Aloha lovely readers! Please pardon my infrequent posting. My writing in general has been spotty as of late, and as someone who said her blog was one that “documented her writing journey”, I feel I’ve failed thus far in not tracking my progress the way I promised I would.
As I mentioned earlier, I was offered a job this September by Ganz, Inc. – an opportunity I couldn’t refuse considering the awesome position (Creative Writer working with online games). That being said, once I started working I naturally didn’t have the time to do all the things I’d originally planned for my post-grad self (y’know, sleep in, lounge in my pajamas, ponder the stucco on my ceiling and sometimes colour-code my writing folders). Though anxiety would occasionally niggle at me during my “time off” for not having a “real job”, my anxiety then was nothing compared to the anxiety I experienced after starting work. Suddenly, the days of stucco-gazing (aka writing with complete abandon at any time and in any place I desired) seemed far away and long gone.

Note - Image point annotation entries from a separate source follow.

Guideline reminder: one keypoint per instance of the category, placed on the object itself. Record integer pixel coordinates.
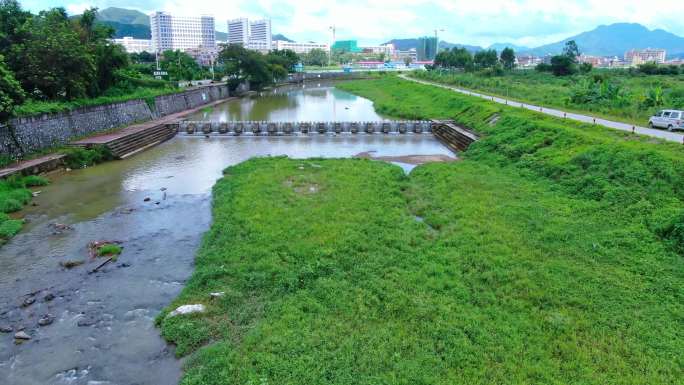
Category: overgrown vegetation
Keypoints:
(109, 250)
(550, 254)
(14, 194)
(511, 278)
(627, 96)
(50, 62)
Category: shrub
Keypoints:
(10, 228)
(35, 180)
(109, 250)
(674, 233)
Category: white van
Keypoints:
(670, 119)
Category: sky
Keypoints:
(528, 23)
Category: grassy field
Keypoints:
(33, 107)
(614, 95)
(550, 255)
(14, 194)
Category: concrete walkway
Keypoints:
(662, 134)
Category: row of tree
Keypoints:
(53, 57)
(461, 58)
(50, 56)
(567, 63)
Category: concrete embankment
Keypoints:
(35, 133)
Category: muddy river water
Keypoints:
(103, 328)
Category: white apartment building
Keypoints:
(182, 32)
(254, 35)
(387, 49)
(649, 55)
(260, 32)
(238, 32)
(299, 48)
(132, 45)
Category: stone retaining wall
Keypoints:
(35, 133)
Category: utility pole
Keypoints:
(437, 40)
(331, 28)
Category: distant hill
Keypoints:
(616, 39)
(138, 31)
(407, 44)
(501, 46)
(123, 16)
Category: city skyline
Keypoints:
(524, 22)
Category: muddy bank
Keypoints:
(101, 325)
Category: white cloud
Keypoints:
(76, 9)
(527, 22)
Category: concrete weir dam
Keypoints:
(451, 135)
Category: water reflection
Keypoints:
(317, 102)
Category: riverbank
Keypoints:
(103, 327)
(320, 271)
(606, 94)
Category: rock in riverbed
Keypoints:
(28, 301)
(187, 309)
(22, 336)
(46, 320)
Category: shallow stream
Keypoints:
(157, 204)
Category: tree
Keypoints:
(563, 65)
(508, 58)
(11, 93)
(180, 66)
(242, 65)
(571, 50)
(12, 17)
(586, 68)
(143, 57)
(285, 58)
(316, 57)
(53, 62)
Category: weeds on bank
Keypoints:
(14, 194)
(510, 279)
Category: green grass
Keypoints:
(109, 250)
(550, 255)
(14, 194)
(34, 107)
(551, 91)
(507, 281)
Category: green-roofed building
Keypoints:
(346, 46)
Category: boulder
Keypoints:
(187, 309)
(22, 336)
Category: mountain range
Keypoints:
(605, 40)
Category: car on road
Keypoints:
(670, 119)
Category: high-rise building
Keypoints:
(346, 46)
(649, 55)
(260, 34)
(427, 48)
(182, 32)
(132, 45)
(238, 32)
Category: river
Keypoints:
(158, 204)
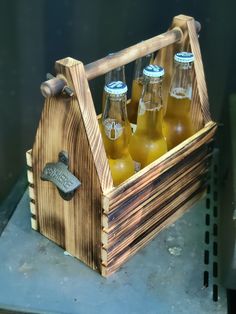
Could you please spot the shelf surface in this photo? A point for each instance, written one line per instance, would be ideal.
(170, 275)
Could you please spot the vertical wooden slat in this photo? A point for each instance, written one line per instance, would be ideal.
(199, 71)
(75, 74)
(33, 210)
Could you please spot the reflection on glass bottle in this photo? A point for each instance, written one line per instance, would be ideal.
(117, 74)
(137, 86)
(148, 142)
(177, 121)
(116, 132)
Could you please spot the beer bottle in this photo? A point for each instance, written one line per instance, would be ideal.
(117, 74)
(148, 142)
(177, 121)
(137, 86)
(116, 131)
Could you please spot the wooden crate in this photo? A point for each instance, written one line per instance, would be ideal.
(104, 225)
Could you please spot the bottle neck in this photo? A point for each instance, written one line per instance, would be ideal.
(150, 113)
(180, 90)
(152, 93)
(115, 108)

The crisis I experienced once I started working was deep and dark, though I’m not going to pretend I alone am privy to this despair. I am certain that almost every young adult experiences this at some point in their life. It usually hits around the time he or she has to enter the “real world” and is quickly gaining attention as society’s new ailment: The Quarter Life Crisis.
A large part of my crisis arose with this first, extended encounter with the “real world”. While I was in school, my parents and siblings would wonder why I was rushing to graduate. “You better enjoy yourself. You don’t want to run into the “real world” too quickly. You’ll have much less time to do the things you want to do.” I scoffed at their cautious remarks. I’d grown up in an age of technological miracles. Every day someone or something exceeded human limits. What defined the “real” in this world? Nothing but the limitations one imposed on oneself. Applying this mentality to myself, I was certain I’d have an awesome life: the perfect job, the perfect home, the perfect balance between writing and occupation and travel; I’d have it all together, all at once. The real world was vast and promising.
Promising, that is, until I started a regular, permanent job and I had to suddenly navigate a world beyond my yellow room, my coffee shop discussions about life and writing, and my juvenile scribbles about hopes and dreams. Though it was an adjustment to realize I’d only have two unstructured weeks a year to travel, it was an even greater adjustment in regards to my writing. Unused to waking up at regular hours since Gr. 11, I’d fall asleep as soon as 7pm came around. I’d desperately try to force myself to write after work, against my shell-shocked body’s fatigue, feeling like it was my number one duty as a “real” writer to persevere. Suddenly writing became a chore – harder than work itself.
If only I never loved writing. With school finished early, a great job right out the gate, and no financial worry because of the hard work of my parents before me, my life should be blue skies and daffodils. I would be content, if not for my writing. I was hit hard with an unlucky combo of physical exhaustion and writer’s block.
And that’s when I started to hate writing.
I’m ashamed to admit that I stopped scheduling writer’s meetings and missed deadlines for Live In Limbo; those once-fun activities were now painful reminders of my incapable, mundane, uncreative existence.
Suddenly lost passion feels similar to losing one’s God. It is that grave. It is waking up one day and realizing that some constantly definitive aspect of yourself is absent and, no matter how hard you try, only a cold, unfeeling door presents itself to you – closed and inaccessible.
Finally, I decided that I’d give up on writing because it had given up on me. I could only stare at a closed door for so long until I started to feel like writing’s desperate, psycho ex-girlfriend. I let go.
The next day, I started thinking of supplements to a life without writing. So, I wasn’t going to be a world renowned author. Now what would I be?
Perhaps the best part of this experience was discovering other options. I could no longer define myself solely as a writer. Within a few weeks, I remembered that I was also an editor, a student, a volunteer, a planner. I could still be involved with the literary world, just not in the way I’d initially planned. It wasn’t necessarily a bad thing. Furthermore, by suddenly losing my main focus, I realized that within my month or so of stucco-staring, I’d lost sight of everything else I was and could still be.
And you know what the funny thing is… weeks after I’d broken up with writing, I met with a friend for a writing session – one that had been organized well before the crisis occurred. I was reluctant to meet and eager to finish the session before it even began. While he was critiquing my work, I pitied his waste of breath, knowing I could never write the book we were discussing because I was no longer the writer I’d imagined myself to be.
Until he said, “I’m really curious to know more about this character”. And suddenly, for the first time in a long time, I was curious too.